Older woman holding picture frame










I began to think about aging alone after caring for my parents. My mother struggled with heart problems, while my father lived with Alzheimer’s disease. Watching their decline was heartbreaking. It was close to one year after dad’s passing when the question hit me: “Who will care for me?”

That was 10 years ago. Today, I’m 65.

The U.S. Census Bureau tells us more than 27 percent of people age 65 and over live alone. One reason is because baby boomers have the highest divorce rate and lowest number of children, and as they turn 65, the numbers of those living alone escalate.

There are thousands of us on our own, and we are in good company. In my “elder orphan” Facebook group, we have over 4,000 members. We face similar challenges, like finding help after surgery or if we’re sick, affordable housing, public transportation, social engagement, isolation, and choosing a health care proxy.

The most affordable living arrangements place us in the suburbs, far from convenient shopping and accessible public transit. It can be stressful, but being fearful exacerbates the problems and leaves us disempowered.

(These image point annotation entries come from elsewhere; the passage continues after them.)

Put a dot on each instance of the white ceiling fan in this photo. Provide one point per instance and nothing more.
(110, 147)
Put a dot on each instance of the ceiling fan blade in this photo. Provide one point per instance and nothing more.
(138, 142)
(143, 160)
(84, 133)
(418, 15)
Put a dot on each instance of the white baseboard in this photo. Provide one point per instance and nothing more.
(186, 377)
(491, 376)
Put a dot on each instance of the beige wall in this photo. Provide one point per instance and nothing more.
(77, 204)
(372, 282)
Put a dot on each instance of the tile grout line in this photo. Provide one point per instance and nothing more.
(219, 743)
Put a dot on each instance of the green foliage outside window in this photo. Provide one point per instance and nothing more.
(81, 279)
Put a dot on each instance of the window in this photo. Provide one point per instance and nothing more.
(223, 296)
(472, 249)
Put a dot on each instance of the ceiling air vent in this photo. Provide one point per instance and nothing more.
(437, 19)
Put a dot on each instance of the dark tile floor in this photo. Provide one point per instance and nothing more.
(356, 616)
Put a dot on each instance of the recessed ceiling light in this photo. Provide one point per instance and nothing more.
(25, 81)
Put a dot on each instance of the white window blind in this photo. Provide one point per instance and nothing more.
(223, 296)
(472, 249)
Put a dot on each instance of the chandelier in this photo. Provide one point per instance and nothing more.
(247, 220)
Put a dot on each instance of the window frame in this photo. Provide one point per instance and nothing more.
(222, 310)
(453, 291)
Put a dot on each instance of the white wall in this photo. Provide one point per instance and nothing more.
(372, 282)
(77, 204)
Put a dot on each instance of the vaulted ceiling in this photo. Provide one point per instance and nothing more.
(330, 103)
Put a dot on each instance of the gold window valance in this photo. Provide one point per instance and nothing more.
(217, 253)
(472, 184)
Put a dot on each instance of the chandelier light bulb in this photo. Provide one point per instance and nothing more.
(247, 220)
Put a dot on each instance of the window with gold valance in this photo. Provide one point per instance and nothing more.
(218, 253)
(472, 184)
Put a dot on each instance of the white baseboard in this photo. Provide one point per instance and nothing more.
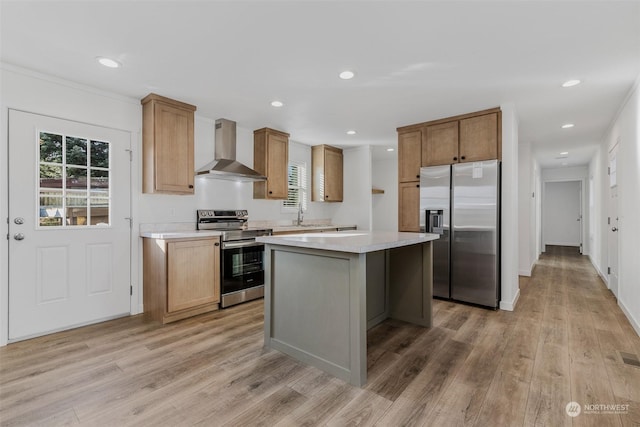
(527, 273)
(510, 306)
(574, 244)
(634, 323)
(603, 276)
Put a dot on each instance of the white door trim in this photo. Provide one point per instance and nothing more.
(583, 208)
(134, 274)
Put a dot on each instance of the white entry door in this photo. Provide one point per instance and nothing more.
(69, 229)
(612, 222)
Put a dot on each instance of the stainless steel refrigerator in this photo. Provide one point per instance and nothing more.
(461, 202)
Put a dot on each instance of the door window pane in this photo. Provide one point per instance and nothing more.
(99, 154)
(50, 176)
(50, 147)
(74, 181)
(51, 209)
(76, 178)
(99, 211)
(100, 179)
(76, 151)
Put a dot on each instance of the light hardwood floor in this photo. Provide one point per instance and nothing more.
(474, 367)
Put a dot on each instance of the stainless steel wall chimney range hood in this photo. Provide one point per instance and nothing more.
(224, 165)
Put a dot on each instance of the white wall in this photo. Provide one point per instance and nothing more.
(384, 176)
(625, 130)
(44, 95)
(598, 208)
(527, 194)
(561, 210)
(356, 207)
(510, 220)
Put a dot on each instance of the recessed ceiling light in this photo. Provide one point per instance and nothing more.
(570, 83)
(108, 62)
(346, 75)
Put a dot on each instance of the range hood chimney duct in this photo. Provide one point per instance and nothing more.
(224, 165)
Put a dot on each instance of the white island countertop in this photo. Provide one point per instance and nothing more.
(350, 241)
(179, 234)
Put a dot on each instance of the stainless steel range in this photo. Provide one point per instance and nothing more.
(241, 258)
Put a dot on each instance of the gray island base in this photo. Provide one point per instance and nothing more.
(324, 291)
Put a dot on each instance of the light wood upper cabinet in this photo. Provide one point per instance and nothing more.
(469, 137)
(479, 138)
(271, 158)
(409, 206)
(327, 174)
(167, 146)
(181, 277)
(409, 156)
(440, 144)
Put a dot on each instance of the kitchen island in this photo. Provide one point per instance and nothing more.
(324, 290)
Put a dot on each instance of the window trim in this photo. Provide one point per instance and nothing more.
(289, 205)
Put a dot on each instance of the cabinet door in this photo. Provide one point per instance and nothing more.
(174, 169)
(409, 156)
(409, 206)
(277, 158)
(479, 138)
(193, 273)
(440, 144)
(333, 164)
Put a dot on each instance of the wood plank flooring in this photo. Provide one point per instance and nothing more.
(475, 367)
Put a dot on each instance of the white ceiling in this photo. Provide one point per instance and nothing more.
(414, 61)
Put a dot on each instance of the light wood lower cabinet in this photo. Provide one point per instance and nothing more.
(409, 206)
(181, 277)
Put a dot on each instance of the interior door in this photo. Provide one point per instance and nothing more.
(69, 227)
(562, 213)
(612, 223)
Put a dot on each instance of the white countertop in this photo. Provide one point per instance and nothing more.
(308, 227)
(181, 234)
(350, 241)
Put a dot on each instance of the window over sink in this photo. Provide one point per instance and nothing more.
(298, 187)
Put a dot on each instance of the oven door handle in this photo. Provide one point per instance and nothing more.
(241, 244)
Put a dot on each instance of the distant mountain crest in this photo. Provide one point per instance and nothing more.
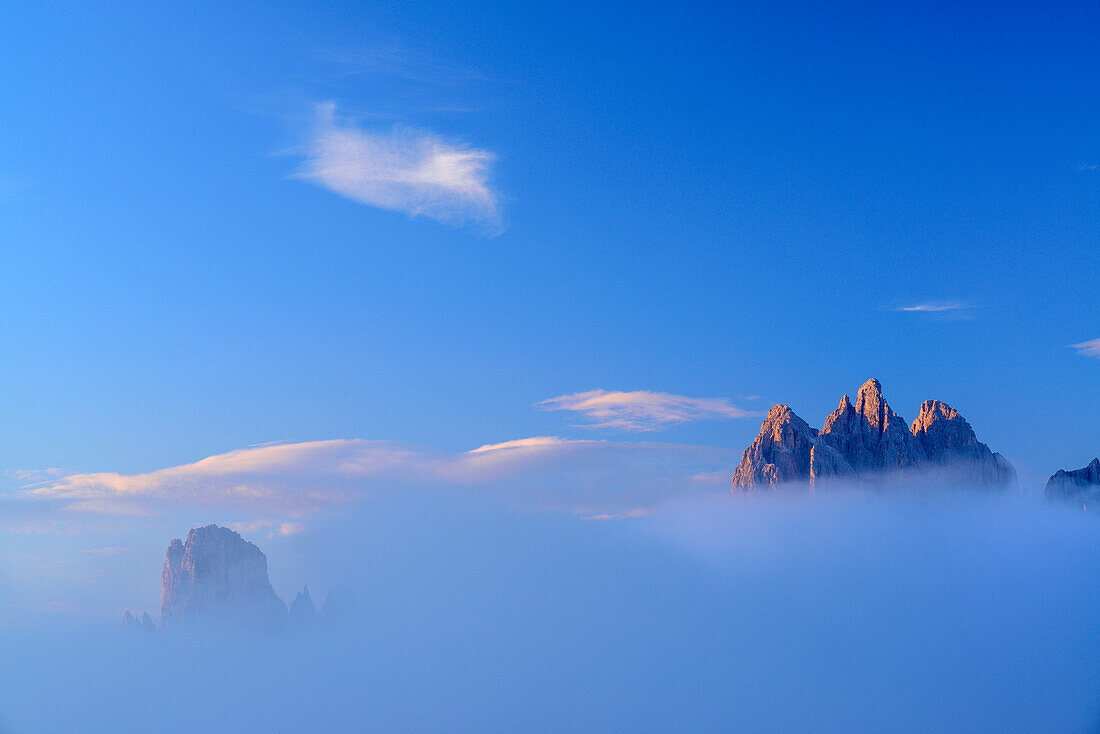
(1077, 485)
(217, 576)
(866, 439)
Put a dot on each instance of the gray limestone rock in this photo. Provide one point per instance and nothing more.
(1077, 485)
(779, 453)
(868, 439)
(218, 578)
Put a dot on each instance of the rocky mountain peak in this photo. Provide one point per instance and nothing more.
(1077, 485)
(865, 439)
(780, 452)
(303, 610)
(217, 576)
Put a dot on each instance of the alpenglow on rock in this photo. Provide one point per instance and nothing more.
(218, 577)
(868, 439)
(1077, 485)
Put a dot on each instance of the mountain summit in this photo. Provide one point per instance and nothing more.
(217, 576)
(868, 439)
(1077, 485)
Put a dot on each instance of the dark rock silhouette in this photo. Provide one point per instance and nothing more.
(303, 612)
(131, 622)
(217, 577)
(1079, 485)
(868, 439)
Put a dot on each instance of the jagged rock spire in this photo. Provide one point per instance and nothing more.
(1077, 485)
(868, 438)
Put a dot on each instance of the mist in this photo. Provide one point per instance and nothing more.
(848, 610)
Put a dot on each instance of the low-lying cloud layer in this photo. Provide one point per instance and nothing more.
(403, 170)
(642, 409)
(934, 307)
(278, 484)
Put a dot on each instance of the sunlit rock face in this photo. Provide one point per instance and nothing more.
(1077, 485)
(948, 440)
(780, 452)
(218, 578)
(869, 439)
(868, 436)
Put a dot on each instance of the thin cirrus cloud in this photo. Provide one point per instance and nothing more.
(414, 172)
(934, 307)
(1090, 348)
(277, 485)
(644, 409)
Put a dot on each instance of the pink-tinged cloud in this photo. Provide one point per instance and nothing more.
(1090, 348)
(642, 409)
(276, 486)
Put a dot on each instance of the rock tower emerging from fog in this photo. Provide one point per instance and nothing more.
(218, 577)
(868, 439)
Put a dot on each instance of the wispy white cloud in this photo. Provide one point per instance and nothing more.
(275, 486)
(934, 307)
(642, 409)
(403, 170)
(1090, 348)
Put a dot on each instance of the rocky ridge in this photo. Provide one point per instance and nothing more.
(868, 439)
(1077, 485)
(217, 576)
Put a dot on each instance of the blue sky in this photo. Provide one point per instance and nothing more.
(224, 226)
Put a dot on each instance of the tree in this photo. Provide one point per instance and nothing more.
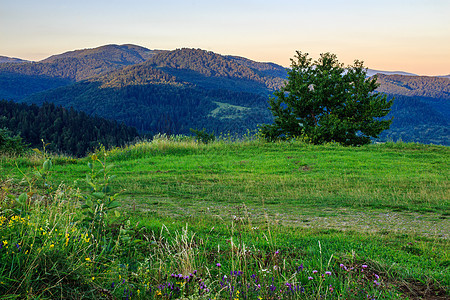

I try to maintain a positive view of being alone. If I feel lonely, I call someone or visit a sibling or friend, have lunch or dinner out, visit the library or attend a class, or join a Meetup group. Other things that help mitigate the fear of being alone:

Being clear about how I want to live, and what compromises I’m open to, outlines the aging alone strategy. Other things that affect my well-being are having personal space and loving what I do for a living. Otherwise, it would be meaningless.

Think about the times you weren’t thriving. What was missing? And what did you do to cope? For me, back in 2008, I wanted to write about family caregiving and older adult issues, and to be recognized as an advocate in the area of aging. It took years of blogging, writing web copy and building my personal brand. Now, nine years later, I’m closer to my dreams.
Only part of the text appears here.